Don’t miss the latest developments in business and finance.

Forward planning

BIZSPORT

Image
V Krishnaswamy New Delhi
Last Updated : Jun 14 2013 | 3:39 PM IST
This week, the England and Wales Cricket Board inked a deal worth £220 million for the four-year period starting 2006. The deal is contentious in that it has been signed with Sky TV "" and to think people were talking about cricket dying in England from lack of financial support!
 
But the purpose of bringing this deal up is to highlight how far ahead other cricket boards plan on important deals like TV rights. Two years still to go, and the new deal is already in place.
 
With as many as eight major tours in this period, Sky TV can plan well and reap huge benefits from the deal, while the ECB can sit back and relax with a fat bank balance, even though the new deal does not come into force till 2006.
 
The latest deal has raised quite a hue and cry among cricket fans in England, because it means the coverage of England's home Test matches will not be on terrestrial television for the first time in more than 50 years.
 
Channel Four, which has been providing terrific coverage, will be out in the cold after next year's Ashes series. But as far as the ECB is concerned, the whopping deal takes care of all kinds of cricket starting from grassroots to Test and international cricket.
 
Look at India in comparison. The cricket audiences and sponsorships elsewhere are only a fraction of what they are in India, yet others come up with better deals, or least well in advance.
 
The Indian Board asked for new bids less than two months before the old contract was to run out. The new contract was to start from the home series against Australia in October.
 
The highest bid was $308 million (approx Rs 1,400 crore, and almost 30-40 per cent more than what the Board had expected) but suddenly there was confusion and the matter is now in court. In between, piecemeal deals were made with Prasar Bharati and TEN Sports.
 
Indian cricket is probably the most valuable property for any channel in India.
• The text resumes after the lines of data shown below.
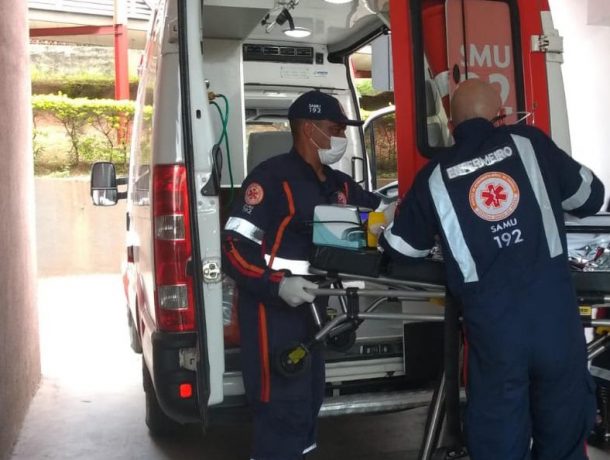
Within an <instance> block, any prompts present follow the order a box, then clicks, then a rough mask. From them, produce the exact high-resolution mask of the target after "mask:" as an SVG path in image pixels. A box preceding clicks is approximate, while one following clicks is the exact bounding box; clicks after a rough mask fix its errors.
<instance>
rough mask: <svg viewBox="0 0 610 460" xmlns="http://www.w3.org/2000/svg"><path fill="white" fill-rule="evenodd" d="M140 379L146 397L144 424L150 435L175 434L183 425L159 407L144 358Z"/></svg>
mask: <svg viewBox="0 0 610 460" xmlns="http://www.w3.org/2000/svg"><path fill="white" fill-rule="evenodd" d="M142 379H143V383H144V395H145V398H146V426H148V431H149V433H150V435H151V436H152V437H154V438H163V437H167V436H171V435H173V434H176V433H177V432H178V431H180V430H181V429H182V428H183V425H182V424H180V423H178V422H176V421H175V420H174V419H171V418H169V417H168V416H167V414H166V413H165V412H163V409H161V406H160V405H159V400H158V399H157V394H156V393H155V388H154V386H153V383H152V378H151V376H150V372H149V371H148V367H146V364H145V363H144V359H142Z"/></svg>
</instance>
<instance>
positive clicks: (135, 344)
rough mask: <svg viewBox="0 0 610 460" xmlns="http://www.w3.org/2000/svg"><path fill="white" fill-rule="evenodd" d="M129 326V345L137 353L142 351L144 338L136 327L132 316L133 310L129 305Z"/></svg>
mask: <svg viewBox="0 0 610 460" xmlns="http://www.w3.org/2000/svg"><path fill="white" fill-rule="evenodd" d="M127 327H129V345H130V346H131V349H132V350H133V351H134V352H135V353H142V339H141V338H140V333H139V332H138V328H137V327H136V323H135V321H134V320H133V318H132V316H131V311H130V310H129V307H127Z"/></svg>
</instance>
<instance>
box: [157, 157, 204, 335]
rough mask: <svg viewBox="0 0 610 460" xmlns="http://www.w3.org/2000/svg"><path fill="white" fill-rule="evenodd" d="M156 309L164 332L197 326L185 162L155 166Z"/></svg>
mask: <svg viewBox="0 0 610 460" xmlns="http://www.w3.org/2000/svg"><path fill="white" fill-rule="evenodd" d="M152 182H153V194H152V198H153V224H154V226H153V232H154V234H153V237H154V260H155V263H154V266H155V311H156V315H157V323H158V324H157V325H158V327H159V329H160V330H162V331H170V332H182V331H192V330H194V329H195V307H194V295H193V278H192V276H190V275H189V274H188V264H189V261H190V260H191V258H192V245H191V231H190V215H189V202H188V200H189V196H188V190H187V185H186V168H185V167H184V165H160V166H155V168H154V169H153V179H152Z"/></svg>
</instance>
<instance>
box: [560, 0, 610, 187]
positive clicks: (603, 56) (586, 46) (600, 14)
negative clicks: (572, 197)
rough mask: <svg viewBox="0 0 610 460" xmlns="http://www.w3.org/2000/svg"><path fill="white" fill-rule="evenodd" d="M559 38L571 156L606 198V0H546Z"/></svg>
mask: <svg viewBox="0 0 610 460" xmlns="http://www.w3.org/2000/svg"><path fill="white" fill-rule="evenodd" d="M549 3H550V7H551V11H552V15H553V22H554V24H555V28H556V29H558V30H559V34H560V35H561V36H563V37H564V64H563V77H564V83H565V91H566V99H567V105H568V115H569V120H570V135H571V139H572V154H573V156H574V158H576V159H577V160H578V161H580V162H581V163H584V164H585V165H587V166H589V167H590V168H591V169H593V171H594V172H595V173H596V174H597V175H598V176H599V178H600V179H602V180H603V181H604V184H605V185H606V197H608V196H610V112H609V109H610V77H609V76H610V59H609V58H608V49H610V1H608V0H549Z"/></svg>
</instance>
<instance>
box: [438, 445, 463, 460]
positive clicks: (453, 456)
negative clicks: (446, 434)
mask: <svg viewBox="0 0 610 460" xmlns="http://www.w3.org/2000/svg"><path fill="white" fill-rule="evenodd" d="M468 458H469V457H468V452H467V451H466V449H458V450H454V449H448V448H446V447H441V448H439V449H436V450H435V451H434V453H433V454H432V457H431V460H453V459H463V460H467V459H468Z"/></svg>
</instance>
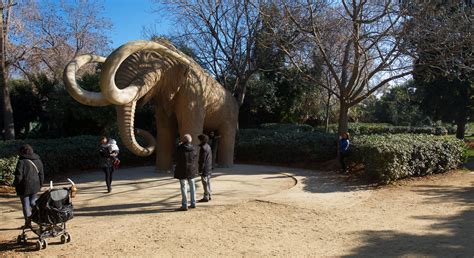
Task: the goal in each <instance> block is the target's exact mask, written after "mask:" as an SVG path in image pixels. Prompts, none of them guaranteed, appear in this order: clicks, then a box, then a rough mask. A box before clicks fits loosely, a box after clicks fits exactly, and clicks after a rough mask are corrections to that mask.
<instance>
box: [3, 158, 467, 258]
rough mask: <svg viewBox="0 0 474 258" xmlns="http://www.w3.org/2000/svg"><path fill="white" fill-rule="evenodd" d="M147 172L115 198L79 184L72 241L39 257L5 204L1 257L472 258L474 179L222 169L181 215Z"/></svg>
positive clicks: (261, 167) (279, 170) (127, 181)
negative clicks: (205, 196) (373, 180)
mask: <svg viewBox="0 0 474 258" xmlns="http://www.w3.org/2000/svg"><path fill="white" fill-rule="evenodd" d="M151 171H153V169H152V168H149V167H145V168H134V169H124V170H121V171H119V172H118V173H117V174H116V179H115V181H114V189H113V193H111V194H106V193H105V187H104V185H103V182H102V174H101V173H100V172H97V173H91V174H85V175H82V176H80V177H77V178H75V180H76V181H77V182H78V186H79V191H80V192H79V195H78V197H77V198H76V199H75V200H74V205H75V215H76V217H75V218H74V219H73V220H71V221H70V222H69V223H68V226H69V228H70V232H71V234H72V237H73V241H72V242H71V243H68V244H65V245H61V244H55V242H56V243H57V242H58V239H51V240H50V241H49V243H50V245H49V246H48V248H47V249H45V250H42V251H39V252H30V251H31V249H32V248H33V246H32V244H33V243H34V242H33V241H32V240H31V241H30V243H31V245H27V246H18V245H16V244H15V241H14V239H15V238H16V236H17V235H18V233H19V231H18V229H17V227H18V226H19V225H20V224H21V222H22V220H21V212H20V206H19V202H18V201H17V198H16V197H7V196H1V197H0V221H1V223H0V255H3V254H4V255H7V256H11V255H25V253H27V255H29V256H30V255H40V256H49V255H58V256H59V255H65V256H70V255H76V256H77V255H87V256H97V255H112V256H171V255H172V256H189V255H194V256H198V255H199V256H202V255H206V256H217V255H219V256H221V255H222V256H224V255H225V256H270V255H278V256H283V255H284V256H288V255H291V256H295V255H300V256H303V255H305V256H308V255H312V256H413V255H415V256H420V255H421V256H469V257H471V256H473V255H474V245H473V244H472V243H473V240H474V237H473V236H474V209H473V206H474V173H473V172H469V171H464V172H456V173H449V174H446V175H442V176H435V177H430V178H425V179H422V180H413V181H405V182H403V185H398V186H390V187H384V188H380V189H375V188H370V187H367V186H365V185H360V184H354V183H349V182H348V181H347V180H345V178H341V177H340V176H338V175H334V174H331V173H327V172H315V171H306V170H299V169H287V168H278V167H263V166H249V165H237V166H236V167H234V168H232V169H220V170H217V171H216V173H215V174H216V175H215V177H214V178H213V181H212V183H213V188H214V195H213V200H212V202H210V203H206V204H199V205H198V208H197V209H195V210H189V211H187V212H175V211H174V208H177V207H178V206H179V203H180V196H179V183H178V182H177V181H176V180H175V179H172V177H171V175H169V174H166V175H163V174H161V175H160V174H156V173H153V172H151ZM198 186H199V188H198V192H199V193H200V192H201V188H200V183H198ZM199 197H200V196H199Z"/></svg>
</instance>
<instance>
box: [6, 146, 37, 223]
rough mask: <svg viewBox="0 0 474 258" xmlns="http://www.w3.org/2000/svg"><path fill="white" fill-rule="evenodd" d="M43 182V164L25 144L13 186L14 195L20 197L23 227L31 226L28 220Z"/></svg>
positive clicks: (30, 147) (20, 155)
mask: <svg viewBox="0 0 474 258" xmlns="http://www.w3.org/2000/svg"><path fill="white" fill-rule="evenodd" d="M43 181H44V171H43V162H41V159H40V157H39V156H38V155H37V154H36V153H34V152H33V148H32V147H31V146H30V145H28V144H25V145H23V146H21V148H20V157H19V160H18V163H17V164H16V169H15V180H14V181H13V185H14V186H15V190H16V194H17V195H18V196H20V200H21V205H22V207H23V217H24V218H25V227H29V226H31V224H30V223H31V222H30V220H29V217H30V216H31V207H33V206H35V205H36V199H37V198H38V197H37V193H38V192H39V191H40V189H41V185H43Z"/></svg>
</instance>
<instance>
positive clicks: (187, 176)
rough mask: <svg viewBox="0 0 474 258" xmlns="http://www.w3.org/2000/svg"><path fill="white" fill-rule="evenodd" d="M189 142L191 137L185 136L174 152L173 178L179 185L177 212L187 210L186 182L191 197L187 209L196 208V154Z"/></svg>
mask: <svg viewBox="0 0 474 258" xmlns="http://www.w3.org/2000/svg"><path fill="white" fill-rule="evenodd" d="M191 142H192V138H191V135H189V134H185V135H184V136H183V139H182V141H181V142H180V143H179V144H178V148H177V152H176V167H175V170H174V178H177V179H179V183H180V185H181V208H179V209H178V210H179V211H187V210H188V199H187V198H186V194H187V189H186V181H187V182H188V184H189V193H190V195H191V205H190V206H189V207H190V208H196V185H195V183H194V178H195V177H196V174H197V161H198V153H197V150H196V147H195V146H194V145H192V144H191Z"/></svg>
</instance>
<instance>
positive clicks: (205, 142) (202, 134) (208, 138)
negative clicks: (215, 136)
mask: <svg viewBox="0 0 474 258" xmlns="http://www.w3.org/2000/svg"><path fill="white" fill-rule="evenodd" d="M198 139H199V140H200V141H201V142H202V143H207V142H209V137H208V136H207V135H205V134H201V135H199V136H198Z"/></svg>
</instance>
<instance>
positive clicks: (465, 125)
mask: <svg viewBox="0 0 474 258" xmlns="http://www.w3.org/2000/svg"><path fill="white" fill-rule="evenodd" d="M403 4H404V9H403V10H404V14H405V17H406V22H405V24H406V25H405V26H406V27H407V34H406V35H405V41H406V44H405V50H406V52H407V53H409V54H410V55H411V56H413V58H414V59H415V69H414V79H415V82H416V84H415V85H416V88H417V95H418V96H419V97H420V98H421V100H420V105H421V108H422V109H423V110H424V112H425V113H427V114H429V115H432V116H433V117H434V118H435V119H441V120H443V121H444V122H449V123H455V124H456V125H457V131H456V137H457V138H460V139H463V138H464V133H465V127H466V123H467V122H468V120H469V119H472V116H473V106H474V105H473V102H474V100H473V98H472V94H473V82H474V69H473V66H474V51H473V48H472V42H473V41H474V35H473V33H472V32H473V30H472V27H473V21H472V17H473V15H474V4H473V2H472V1H467V0H466V1H442V2H429V3H428V2H418V1H408V0H406V1H403Z"/></svg>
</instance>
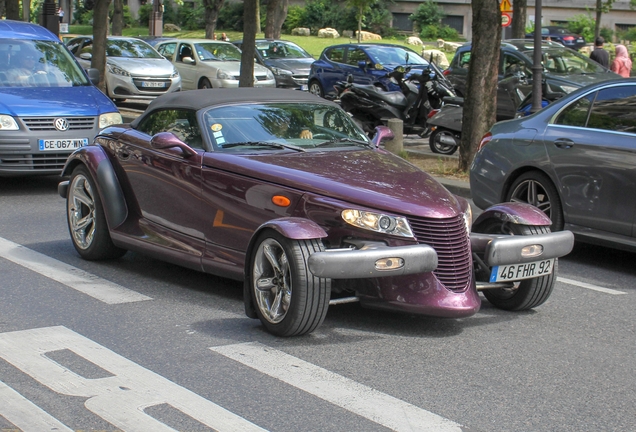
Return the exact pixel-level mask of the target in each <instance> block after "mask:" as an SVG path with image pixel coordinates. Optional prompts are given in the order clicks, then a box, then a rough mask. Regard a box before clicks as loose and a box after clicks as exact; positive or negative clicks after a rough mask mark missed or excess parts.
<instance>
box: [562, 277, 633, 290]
mask: <svg viewBox="0 0 636 432" xmlns="http://www.w3.org/2000/svg"><path fill="white" fill-rule="evenodd" d="M557 281H558V282H563V283H566V284H568V285H574V286H578V287H581V288H587V289H591V290H594V291H598V292H603V293H605V294H612V295H621V294H627V293H626V292H624V291H617V290H613V289H610V288H604V287H600V286H597V285H592V284H588V283H585V282H579V281H575V280H573V279H568V278H564V277H561V276H559V277H557Z"/></svg>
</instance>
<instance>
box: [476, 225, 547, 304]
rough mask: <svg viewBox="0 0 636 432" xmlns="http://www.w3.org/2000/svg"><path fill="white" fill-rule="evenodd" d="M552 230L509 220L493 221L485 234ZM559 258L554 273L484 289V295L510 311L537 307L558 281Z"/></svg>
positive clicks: (542, 302) (492, 301)
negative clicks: (523, 223) (516, 222)
mask: <svg viewBox="0 0 636 432" xmlns="http://www.w3.org/2000/svg"><path fill="white" fill-rule="evenodd" d="M549 232H551V231H550V228H548V227H546V226H532V225H517V224H511V223H509V222H501V221H493V223H492V224H491V225H490V226H488V227H486V228H485V230H484V233H485V234H508V235H521V236H532V235H540V234H547V233H549ZM557 267H558V260H557V259H555V260H554V268H553V269H552V274H549V275H546V276H540V277H537V278H533V279H525V280H521V281H518V282H515V283H514V285H513V287H512V288H496V289H487V290H484V291H482V292H483V294H484V297H486V299H487V300H488V301H489V302H490V303H492V305H493V306H495V307H497V308H499V309H504V310H510V311H522V310H528V309H532V308H535V307H537V306H539V305H541V304H543V303H544V302H545V301H546V300H547V299H548V297H550V294H552V289H553V288H554V284H555V282H556V274H557Z"/></svg>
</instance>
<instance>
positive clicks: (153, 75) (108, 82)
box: [66, 36, 181, 100]
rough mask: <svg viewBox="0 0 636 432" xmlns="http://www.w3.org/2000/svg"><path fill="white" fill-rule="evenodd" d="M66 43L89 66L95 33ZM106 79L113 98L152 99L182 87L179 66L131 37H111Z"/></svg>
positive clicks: (70, 50)
mask: <svg viewBox="0 0 636 432" xmlns="http://www.w3.org/2000/svg"><path fill="white" fill-rule="evenodd" d="M66 46H67V47H68V49H69V50H70V51H71V52H72V53H73V55H74V56H75V57H77V59H78V61H79V62H80V64H81V65H82V66H83V67H90V63H91V57H92V50H93V37H92V36H80V37H76V38H73V39H71V40H69V41H68V42H67V43H66ZM105 81H106V94H107V95H108V97H110V98H111V99H113V100H124V99H153V98H156V97H157V96H161V95H162V94H166V93H170V92H174V91H179V90H181V77H180V76H179V72H178V71H177V69H176V68H175V67H174V66H173V65H172V64H171V63H170V62H169V61H168V60H166V59H165V58H163V56H161V55H160V54H159V53H158V52H157V51H155V49H154V48H153V47H152V46H150V45H149V44H148V43H146V42H144V41H142V40H140V39H137V38H131V37H121V36H109V37H108V39H107V42H106V75H105Z"/></svg>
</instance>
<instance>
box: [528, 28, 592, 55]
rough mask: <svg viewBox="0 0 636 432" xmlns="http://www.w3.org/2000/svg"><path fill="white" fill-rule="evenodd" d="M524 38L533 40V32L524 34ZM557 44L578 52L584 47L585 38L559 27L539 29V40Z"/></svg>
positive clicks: (533, 37)
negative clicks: (548, 41) (549, 40)
mask: <svg viewBox="0 0 636 432" xmlns="http://www.w3.org/2000/svg"><path fill="white" fill-rule="evenodd" d="M526 38H528V39H534V32H532V33H528V34H526ZM548 38H550V40H552V41H554V42H558V43H560V44H561V45H563V46H565V47H568V48H572V49H574V50H577V51H578V50H580V49H581V48H583V47H584V46H585V43H586V42H585V38H584V37H583V36H579V35H576V34H574V33H572V32H571V31H569V30H568V29H566V28H563V27H559V26H547V27H542V28H541V39H543V40H547V39H548Z"/></svg>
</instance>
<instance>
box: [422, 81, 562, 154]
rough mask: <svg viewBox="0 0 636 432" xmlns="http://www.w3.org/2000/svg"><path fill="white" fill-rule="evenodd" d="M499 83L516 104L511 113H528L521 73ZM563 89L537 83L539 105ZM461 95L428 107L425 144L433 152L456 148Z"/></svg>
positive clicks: (444, 100) (526, 97)
mask: <svg viewBox="0 0 636 432" xmlns="http://www.w3.org/2000/svg"><path fill="white" fill-rule="evenodd" d="M499 86H500V87H502V88H503V89H504V90H505V91H506V93H508V95H509V96H510V97H511V99H512V102H513V105H512V106H513V107H515V108H516V114H515V115H514V117H516V118H518V117H523V116H527V115H530V114H532V92H531V91H530V92H528V93H527V94H524V93H523V92H522V91H521V88H520V87H522V86H525V87H527V86H528V80H527V77H526V76H525V74H523V73H518V74H515V75H511V76H510V77H506V78H504V79H503V80H501V81H500V83H499ZM564 95H565V93H561V92H553V91H551V90H550V88H549V86H548V85H547V83H546V81H545V80H543V82H542V85H541V96H542V99H541V107H542V108H543V107H545V106H547V105H548V104H550V103H551V102H553V101H555V100H557V99H559V98H560V97H562V96H564ZM463 106H464V99H463V98H445V99H444V105H443V107H442V108H441V109H439V110H435V111H432V112H431V113H430V114H429V119H428V121H427V124H428V127H429V128H430V131H431V132H430V138H429V144H428V145H429V147H430V149H431V151H432V152H433V153H438V154H443V155H452V154H453V153H455V152H456V151H457V148H458V147H459V144H460V140H461V132H462V115H463Z"/></svg>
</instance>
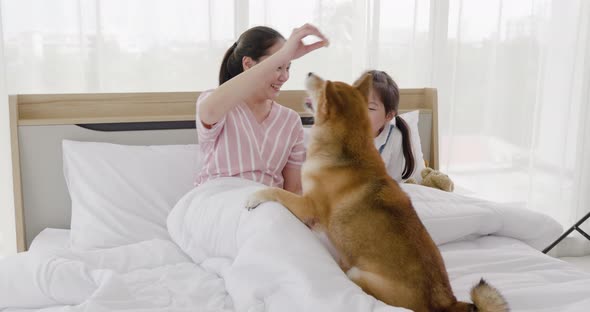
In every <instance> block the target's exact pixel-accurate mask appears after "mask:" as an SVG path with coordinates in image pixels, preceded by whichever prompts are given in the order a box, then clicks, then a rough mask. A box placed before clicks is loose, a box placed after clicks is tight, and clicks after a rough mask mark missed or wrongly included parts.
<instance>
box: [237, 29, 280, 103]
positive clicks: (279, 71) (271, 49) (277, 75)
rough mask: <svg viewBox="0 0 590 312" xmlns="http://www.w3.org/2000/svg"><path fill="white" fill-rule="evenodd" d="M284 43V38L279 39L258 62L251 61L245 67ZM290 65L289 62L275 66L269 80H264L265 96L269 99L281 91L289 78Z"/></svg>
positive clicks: (272, 98) (267, 55) (276, 95)
mask: <svg viewBox="0 0 590 312" xmlns="http://www.w3.org/2000/svg"><path fill="white" fill-rule="evenodd" d="M284 44H285V40H284V39H279V40H278V41H277V42H276V43H275V44H274V45H273V46H271V47H270V48H269V49H268V51H267V53H266V55H265V56H263V57H261V58H260V59H259V60H258V62H255V61H253V62H252V65H251V66H248V67H247V68H245V69H249V68H251V67H252V66H254V65H256V64H258V63H260V62H262V61H264V60H265V59H267V58H268V57H269V56H271V55H273V54H275V53H276V52H277V51H278V50H280V49H281V48H282V47H283V45H284ZM290 67H291V62H289V63H286V64H282V65H281V66H279V67H277V69H276V70H275V71H274V72H273V75H272V76H271V77H269V80H267V81H266V83H267V86H266V88H265V89H264V90H265V97H266V98H269V99H274V98H276V97H277V96H278V95H279V92H280V91H281V87H282V86H283V84H284V83H285V82H287V80H289V69H290Z"/></svg>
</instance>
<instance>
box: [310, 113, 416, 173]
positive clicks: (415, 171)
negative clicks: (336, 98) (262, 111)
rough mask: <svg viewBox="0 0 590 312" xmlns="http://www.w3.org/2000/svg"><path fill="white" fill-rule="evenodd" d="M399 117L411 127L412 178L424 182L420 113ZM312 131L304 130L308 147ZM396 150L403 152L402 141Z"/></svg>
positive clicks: (396, 146)
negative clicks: (412, 167) (421, 173)
mask: <svg viewBox="0 0 590 312" xmlns="http://www.w3.org/2000/svg"><path fill="white" fill-rule="evenodd" d="M399 116H400V117H401V118H403V119H404V121H405V122H406V123H407V124H408V127H410V142H411V145H412V151H413V153H414V164H415V168H414V171H413V172H412V175H411V176H410V177H411V178H414V179H416V180H417V181H418V182H420V181H422V176H420V173H421V172H422V169H424V168H425V167H426V166H425V164H424V155H423V153H422V143H421V142H420V132H419V131H418V121H419V119H420V111H419V110H415V111H411V112H407V113H403V114H399ZM392 122H393V121H392ZM310 131H311V128H308V127H305V128H303V132H304V139H303V142H304V144H305V146H306V147H307V145H308V144H309V136H310ZM396 148H397V149H400V150H401V148H402V145H401V141H400V143H399V146H396ZM395 153H398V152H395ZM400 167H401V164H400Z"/></svg>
A decade ago, the TV rights went for less than 2 per cent of what they do now. The last deal was less than a fourth of the current offer, yet the Board messed up. The average cricket fan does not know who the president of the Board is. Still the matter of the Board elections is also in court.
 
Indian cricket has many ills. It is only the chosen few at the top who get the cream. Domestic cricket, facilities at stadia et al are horrendous. Top stars don't play domestic cricket and there are no sponsors for it.
 
In short, even with millions of dollars floating around and sponsors clamouring for a place on the crowded bus, Indian cricket is still a mess.
 
Like any business, a sports federation as big and profitable as the Indian Cricket Board ought to be run professionally. There ought to highly paid professional executives and financial officers and not honorary officials who sit on millions of dollars.
 
Get the best MBAs and then, like in the rest of the world, where sport is a major business run by professionals, India too can profit from the flourishing sports industry. Here, sport is a fiefdom for politicians and businessmen, whose sole aim is power.